Bu arada; Azerbaycan askerleri karşısında darmadağın olan Ermeni cephelerine yardıma koşan PKK’lı teröristleri de unutmamak lâzım! 

Gelinen noktada; yıllardır Ermenileri mağdur göstermenin gayret ve mücadelesinde olan cenahta; belki de hüzün kıvamında tuhaf bir sessizlik hüküm sürüyor. Kim bilir belki de “Hepimiz Ermeniyiz” diye tempo tutmalarına imkân sağlayacak bir bekleyiş içindedirler!

**

Kim bu ateşin çocukları?

Akdeniz’de Yunanistan umdukları sonucu vermeyince Ermenistan-Azerbaycan çatışmasını körükleyenler, silahlı eylemlerde bulunacak takati kalmayan terör örgütü PKK’yı devreye alarak önce Hatay’da, ardından Kahramanmaraş’ta, Osmaniye’de, Mersin’de, Trabzon’da ve Adıyaman’da yerleşim yerlerine zarar verecek şekilde orman yangınları çıkarmaya başladı. Ormanda ve kırsal bölgelerde aynı gün 15 yangının çıkması planlı ve koordineli bir sabotajın yürütüldüğü ihtimalini güçlendirdi. 

Bilhassa Hatay’ın Belen ilçesinde başlayan yangın İskenderun ve Arsuz ilçelerine de sıçrayarak orman ve tarım alanlarının yanı sıra birçok ev, iş yeri, fabrika, depo ve taşıta zarar verirken dumandan etkilenen onlarca vatandaş hastanelerde tedavi altına alındı. Hızlı bir şekilde sabotaj ihtimalini araştıran emniyet güçleri ciddi ipuçları elde ederek tespit ettiği bazı şüphelileri gözaltına aldı. Daha yangın tam olarak kontrol altına alınmadan bir yandan da devletin sebep-fail araştırmasını hızlı ve başarılı bir şekilde sürdürebilmesi takdire şayandır.

Emniyet güçlerinin operasyonlarıyla beli kırılan PKK’nın yangınları üstlenirken “Ateşin Çocukları İnisiyatif Grubu’ ismini kullanması da dikkat çekiciydi.
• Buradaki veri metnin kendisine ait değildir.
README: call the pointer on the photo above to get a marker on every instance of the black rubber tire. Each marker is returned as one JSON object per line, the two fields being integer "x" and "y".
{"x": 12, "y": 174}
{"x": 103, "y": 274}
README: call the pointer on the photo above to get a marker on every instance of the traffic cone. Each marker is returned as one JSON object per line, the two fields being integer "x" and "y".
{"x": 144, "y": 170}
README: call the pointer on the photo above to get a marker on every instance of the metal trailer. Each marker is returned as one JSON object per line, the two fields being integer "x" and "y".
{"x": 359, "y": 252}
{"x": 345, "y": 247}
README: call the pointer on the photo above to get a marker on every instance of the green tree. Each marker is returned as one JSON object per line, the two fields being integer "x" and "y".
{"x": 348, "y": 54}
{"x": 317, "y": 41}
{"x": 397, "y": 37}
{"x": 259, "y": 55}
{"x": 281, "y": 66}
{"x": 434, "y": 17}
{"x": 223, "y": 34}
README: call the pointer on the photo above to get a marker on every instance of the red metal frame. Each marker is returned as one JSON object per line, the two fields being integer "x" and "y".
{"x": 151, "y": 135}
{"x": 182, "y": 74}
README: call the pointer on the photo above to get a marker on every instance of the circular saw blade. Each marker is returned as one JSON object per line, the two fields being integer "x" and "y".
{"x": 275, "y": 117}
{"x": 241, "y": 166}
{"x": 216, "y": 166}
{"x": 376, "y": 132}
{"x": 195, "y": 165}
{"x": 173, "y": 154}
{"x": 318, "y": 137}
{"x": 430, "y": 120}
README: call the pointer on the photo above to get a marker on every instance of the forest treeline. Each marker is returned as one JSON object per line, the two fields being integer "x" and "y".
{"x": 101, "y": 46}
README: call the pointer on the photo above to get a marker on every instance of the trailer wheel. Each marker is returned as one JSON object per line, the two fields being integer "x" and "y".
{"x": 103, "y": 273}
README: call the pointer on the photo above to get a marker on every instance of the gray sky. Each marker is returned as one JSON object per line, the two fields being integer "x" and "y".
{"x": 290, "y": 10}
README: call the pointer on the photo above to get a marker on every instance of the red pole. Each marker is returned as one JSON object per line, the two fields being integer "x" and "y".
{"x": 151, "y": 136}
Zira HDP’nin önde gelen isimlerinden Hasip Kaplan’ın bir yıl kadar önce sosyal platformda “Güneşin ve ateşin çocukları destan yazacak” şeklinde ifadelerin yer aldığı bir mesaj yayınladığı da ortaya çıktı.
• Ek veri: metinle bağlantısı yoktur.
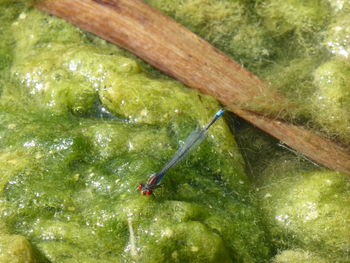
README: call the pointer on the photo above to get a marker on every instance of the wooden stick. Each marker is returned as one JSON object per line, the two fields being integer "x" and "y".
{"x": 175, "y": 50}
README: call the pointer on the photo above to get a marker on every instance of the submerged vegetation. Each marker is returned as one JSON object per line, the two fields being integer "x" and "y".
{"x": 83, "y": 122}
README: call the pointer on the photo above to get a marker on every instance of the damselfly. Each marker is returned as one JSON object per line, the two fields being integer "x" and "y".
{"x": 192, "y": 140}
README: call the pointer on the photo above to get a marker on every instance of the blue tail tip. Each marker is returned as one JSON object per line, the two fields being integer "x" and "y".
{"x": 220, "y": 112}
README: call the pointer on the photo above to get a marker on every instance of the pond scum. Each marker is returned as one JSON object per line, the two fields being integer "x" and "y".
{"x": 83, "y": 122}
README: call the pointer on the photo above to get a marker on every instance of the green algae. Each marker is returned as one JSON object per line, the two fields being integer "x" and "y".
{"x": 15, "y": 249}
{"x": 84, "y": 122}
{"x": 305, "y": 207}
{"x": 298, "y": 256}
{"x": 72, "y": 196}
{"x": 68, "y": 175}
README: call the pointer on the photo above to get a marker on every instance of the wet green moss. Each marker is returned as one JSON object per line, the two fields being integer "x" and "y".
{"x": 298, "y": 256}
{"x": 83, "y": 122}
{"x": 73, "y": 193}
{"x": 333, "y": 97}
{"x": 309, "y": 211}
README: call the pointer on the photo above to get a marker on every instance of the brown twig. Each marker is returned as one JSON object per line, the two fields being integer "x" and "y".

Yakın zamanda HDP’ye kol kanat germe çabasına giren muhalefet liderleri ya da sözcülerinin ateşin çocukları hakkında ne diyeceğini merakla bekliyoruz. 

**

Kıbrıs’ın ‘ver kurtulcu’ Akıncısı

İngiltere’nin 450 yıllık Türk Yurdu Kıbrıs’ı 1914’de ilhak etmesi, ardından Rumların 1931’de Yunanistan ile birleşme fikriyle Enosis ilan edip anarşist eylemler çıkarmaya başlamasıyla adada huzur ve güven kalmamıştı. Türk Ordusunun 1974 Barış Harekatıyla Rum mezaliminden kurtarılan Kıbrıs Türkleri 1983’de Kuzey Kıbrıs Türk Cumhuriyeti’ni ilan etmesiyle yeni bir dönem başlatılmış oldu. KKTC’nin Kurucu Cumhurbaşkanı merhum Rauf Denktaş’ın her konuşmasında hem de duygulu biçimde “Ana vatan-yavru vatan” vurgusu yapması halen hafızlarda olması gerek!
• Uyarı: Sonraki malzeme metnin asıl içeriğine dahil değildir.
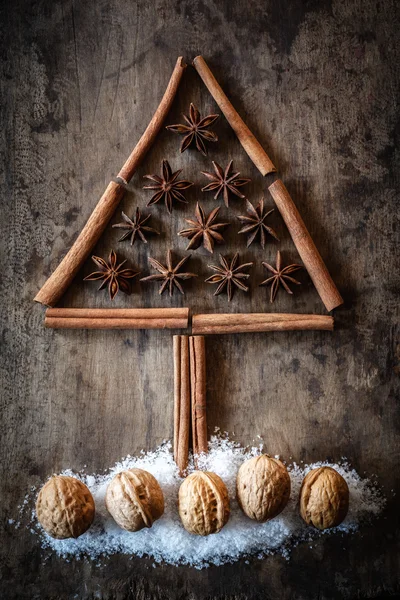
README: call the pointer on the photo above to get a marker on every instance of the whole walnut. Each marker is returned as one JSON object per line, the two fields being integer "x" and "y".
{"x": 203, "y": 503}
{"x": 324, "y": 498}
{"x": 65, "y": 507}
{"x": 134, "y": 499}
{"x": 262, "y": 487}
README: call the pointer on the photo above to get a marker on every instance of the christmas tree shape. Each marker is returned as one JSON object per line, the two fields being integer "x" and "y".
{"x": 195, "y": 132}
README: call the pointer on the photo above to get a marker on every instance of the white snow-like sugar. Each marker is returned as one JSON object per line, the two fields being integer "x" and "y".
{"x": 168, "y": 542}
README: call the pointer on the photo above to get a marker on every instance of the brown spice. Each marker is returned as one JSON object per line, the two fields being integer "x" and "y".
{"x": 181, "y": 401}
{"x": 254, "y": 223}
{"x": 229, "y": 274}
{"x": 224, "y": 181}
{"x": 258, "y": 322}
{"x": 196, "y": 130}
{"x": 169, "y": 274}
{"x": 280, "y": 276}
{"x": 203, "y": 230}
{"x": 197, "y": 353}
{"x": 62, "y": 277}
{"x": 168, "y": 186}
{"x": 112, "y": 275}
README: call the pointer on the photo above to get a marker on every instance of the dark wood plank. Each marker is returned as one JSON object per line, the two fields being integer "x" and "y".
{"x": 318, "y": 83}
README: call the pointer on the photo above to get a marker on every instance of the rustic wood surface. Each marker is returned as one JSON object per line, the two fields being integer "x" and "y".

Yavru vatanın mevcut Cumhurbaşkanı Mustafa Akıncı bir konuşmasında “Barışı sağlamak için, Rumlardan aldığımız topraklardan, hepsini değil bir kısmını geri vermemiz gerekir” demiş.

Hezeyana bakın; Rumlardan aldığımız; diyor.

Garabete bakın; Bir kısmını geri vermemiz gerek; diyor.

Adı Mustafa, anlamı ise seçilmiş, demek.

Soyadı Akıncı, anlamı ise düşman topraklarına akın yapan savaşçı, demek.

Şimdi siz söyleyin; Mustafa Akıncı, kimin akıncısı?

Bir de işin halk yönü var!

Hafta sonunda yapılan Cumhurbaşkanlığı seçimlerinde Kıbrıslı Türklerin yaklaşık yüzde 30’u “Topraklarımızın bir kısmını Rumlara vermeliyiz” diyen Akıncı’ya oy vermiş.